The ‘achievement’ of one-party-dominance in India and South Africa: actors, structures and institutions
These statements bear witness to the strong belief underpinning the INC’s and ANC’s perception of a natural claim to national governance. To some extent, this belief is a product of the parties’ long history as liberation movements oriented towards an all-inclusive representation of the respective societies in which they
are embedded. However, it also displays a certain strategy of the INC and ANC, namely, to promulgate the pursuit of a ‘historical project’ of social transformation. This message is enshrined in the slogan of an all-inclusive national integration, the building of an ‘Indian nation’ and a ‘rainbow nation’ respectively. Whether termed ‘organisation of the people’ or ‘glue that holds the polity together’, the meaning is obvious and no political opponent should deny that only the respective dominant party can function as the legitimate intermediary between state and society.

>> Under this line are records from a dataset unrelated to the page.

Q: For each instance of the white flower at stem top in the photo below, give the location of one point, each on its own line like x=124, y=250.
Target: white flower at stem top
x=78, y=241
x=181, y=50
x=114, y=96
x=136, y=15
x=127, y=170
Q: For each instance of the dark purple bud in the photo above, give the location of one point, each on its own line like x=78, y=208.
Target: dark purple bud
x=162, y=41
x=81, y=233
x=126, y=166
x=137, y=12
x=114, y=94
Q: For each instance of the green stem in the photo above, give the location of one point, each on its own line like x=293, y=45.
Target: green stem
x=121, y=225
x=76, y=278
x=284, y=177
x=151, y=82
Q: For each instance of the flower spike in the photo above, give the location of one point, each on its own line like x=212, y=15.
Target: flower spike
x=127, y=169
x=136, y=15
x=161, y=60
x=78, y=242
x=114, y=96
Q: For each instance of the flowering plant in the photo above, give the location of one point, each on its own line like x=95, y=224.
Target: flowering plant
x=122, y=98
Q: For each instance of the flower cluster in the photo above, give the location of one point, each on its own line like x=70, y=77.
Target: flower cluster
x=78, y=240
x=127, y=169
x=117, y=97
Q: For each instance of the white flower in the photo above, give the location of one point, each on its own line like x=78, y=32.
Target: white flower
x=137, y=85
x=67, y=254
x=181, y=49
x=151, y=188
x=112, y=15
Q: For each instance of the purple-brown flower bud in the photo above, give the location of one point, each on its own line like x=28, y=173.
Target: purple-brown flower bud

The notions of ‘party’ and ‘movement’ are more or less used interchangeably in a bid to reassure the respective party’s clientele that
a the party has not forgotten where it comes from and, b the ‘party in government’1 will continue to promote an emancipatory
concept of democracy that goes far beyond democracy in its minimalist Schumpeterian sense, just as it had promised during its ‘heroic’ past as a liberation movement.